The Horticulture Website of Dr. agr. Volker Kleinhenz features a Growerâs Guide to Cultivating Chinese Waterchestnut and his updated Curriculum vitae.

Phnom Penh, Cambodia (PRWEB) November 25, 2011

The book on “A Grower’s Guide to Cultivating Chinese Water Chestnut in Australia” provides the technical and practical basis for the commercial production of Chinese waterchestnut. It is divided into five chapters which cover planting material and the environment, cultivation and harvest, postharvest storage, marketing and economics of production. The chapter on planting material and the environment covers the genetics of cultivated waterchestnut and site effects on seed production and cultivation. The extensive chapter on cultivation and harvest provides details on paddy design and construction, planting material and techniques, irrigation, plant nutrition, organic mulching, light management including photointensity and photoperiod, plant protection, weed control, harvesting equipment, corm quality and soilless cultivation. The chapter on postharvest storage focuses on quality parameters including weight loss, sprouting, sweetness and preferred storage technique. While the marketing chapter provides insights into domestic and overseas market potential, the chapter on production economics provides scenarios for high-cost production and low-cost production. The latter chapter demonstrates that waterchestnut production is commercially viable under a range of input and predicted yield scenarios.
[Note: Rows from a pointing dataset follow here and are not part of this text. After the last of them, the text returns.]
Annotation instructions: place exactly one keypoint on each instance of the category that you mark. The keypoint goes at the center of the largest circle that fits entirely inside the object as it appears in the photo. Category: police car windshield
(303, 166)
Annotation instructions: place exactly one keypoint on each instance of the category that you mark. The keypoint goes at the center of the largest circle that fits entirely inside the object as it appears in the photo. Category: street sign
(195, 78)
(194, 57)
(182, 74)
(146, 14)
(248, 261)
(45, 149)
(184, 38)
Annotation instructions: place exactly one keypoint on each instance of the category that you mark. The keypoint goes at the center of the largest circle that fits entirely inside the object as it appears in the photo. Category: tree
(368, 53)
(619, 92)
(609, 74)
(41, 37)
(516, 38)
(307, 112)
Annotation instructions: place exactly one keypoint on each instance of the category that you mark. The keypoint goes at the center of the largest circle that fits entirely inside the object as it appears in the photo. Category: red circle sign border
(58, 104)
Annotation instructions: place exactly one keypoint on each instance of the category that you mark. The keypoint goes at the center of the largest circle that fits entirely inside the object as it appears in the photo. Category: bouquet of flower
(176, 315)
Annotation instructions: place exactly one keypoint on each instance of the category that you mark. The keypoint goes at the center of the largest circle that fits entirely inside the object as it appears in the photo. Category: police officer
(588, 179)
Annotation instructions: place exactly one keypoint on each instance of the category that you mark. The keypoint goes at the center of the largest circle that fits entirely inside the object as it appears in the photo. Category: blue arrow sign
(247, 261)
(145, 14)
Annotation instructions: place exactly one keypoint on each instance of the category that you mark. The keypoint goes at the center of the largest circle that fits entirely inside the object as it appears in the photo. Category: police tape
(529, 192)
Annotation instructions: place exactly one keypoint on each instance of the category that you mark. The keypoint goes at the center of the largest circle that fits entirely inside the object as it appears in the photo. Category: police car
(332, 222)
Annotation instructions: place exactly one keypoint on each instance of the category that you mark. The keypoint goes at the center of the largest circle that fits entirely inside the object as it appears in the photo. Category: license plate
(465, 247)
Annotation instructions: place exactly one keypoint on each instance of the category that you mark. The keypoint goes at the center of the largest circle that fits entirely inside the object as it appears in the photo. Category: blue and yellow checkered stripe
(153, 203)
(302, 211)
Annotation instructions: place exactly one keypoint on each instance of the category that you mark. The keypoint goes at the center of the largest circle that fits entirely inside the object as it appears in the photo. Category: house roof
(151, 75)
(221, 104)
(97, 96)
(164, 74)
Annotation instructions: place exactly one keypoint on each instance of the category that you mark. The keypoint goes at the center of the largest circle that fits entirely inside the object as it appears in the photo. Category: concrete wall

When starting up production, particular attention should be turned towards the choice of good quality planting material which is those with comparably high sugar content at planting, the appropriate balance of N:P:K fertilizer and the timing of planting. These choices have important implications for the yield and quality of waterchestnut. With the manipulation of daylength through artificially lengthening with suspended bulbs or shortening through light exclusion, it is possible to supply freshly harvested produce for at least six months per year. Cold storage at 4°C allow another extension of supply of fresh corms. In addition to the HTML version, this Grower’s Guide is also available in PDF format.

Besides providing an overview of his scientific publications, the homepage includes Volker’s updated Curriculum vitae which is now more compact. Besides his recent assignments as a referee for the premium international agricultural journal Scientia Horticulturae and the Journal of Agriculture and Rural Development in the Tropics and Subtropics (JARTS), it also includes his latest consultation on Supplier Quality Management.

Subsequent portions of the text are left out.